Doug, who turned 70 this year, was invited to enjoy hospitality at a recent first-team game and surprised by City defender Joe Walsh who handed over a personalised Imps shirt. He said: “The Academy now is out of all recognition from 30 odd years ago in terms of the funding and the quality of it.
“It’s the best it’s ever been, so for them to still want me to be a part of the set-up and to recognise my role was a nice touch.
"It was around 1990 when I started.

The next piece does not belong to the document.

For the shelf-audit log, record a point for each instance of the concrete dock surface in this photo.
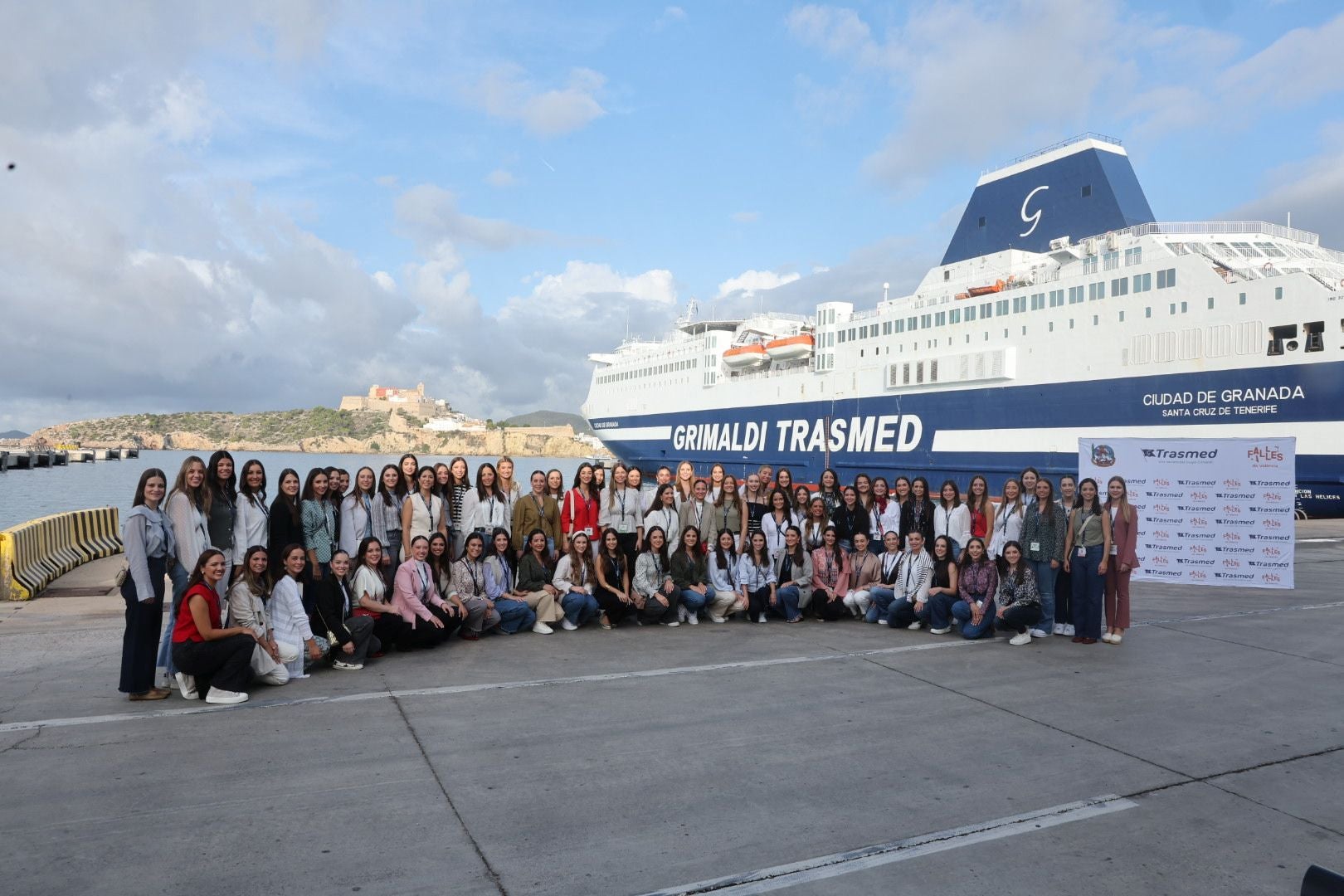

I had qualified as a coach the year before which was quite a big thing in those days because there wasn’t many around and my first coaching badge it was presented by Bobby Robson who was the England manager at the time.
“Around that time, I also did a lot of administration work, so I did the first business plan in 1992/93 when academies were first set up to receive funding."
Doug helped to keep the Academy afloat during some difficult times such as the club entering administration and dropping out of the Football League.
He added: “If I think back on the first administration, they recommended the club did away with the youth side and saved some significant money, but the board stuck by it during Rob Bradley’s time.
“And then, when we were out of the Football League for those six years, we had to raise £80,000 a year just to keep the set-up going. Although they’re not highlights, they show the commitment from the club over that time and there aren’t many clubs like that.
“I did some scouting for Keith Alexander and that was fun, it was always enjoyable seeing players develop and the returns you get on that.
“Some of the best moments relate to finding players, such as Jack Hobbs and Lee Frecklington. I saw Lee play when he was an U11 in the local leagues and he came to Lincoln at a young age, so seeing somebody like him work through the system, go on to have the career he has done and then come back, that was a real highlight.”
Everyone at the club would like to extend their gratitude to Doug once again for his service to the Imps over three decades.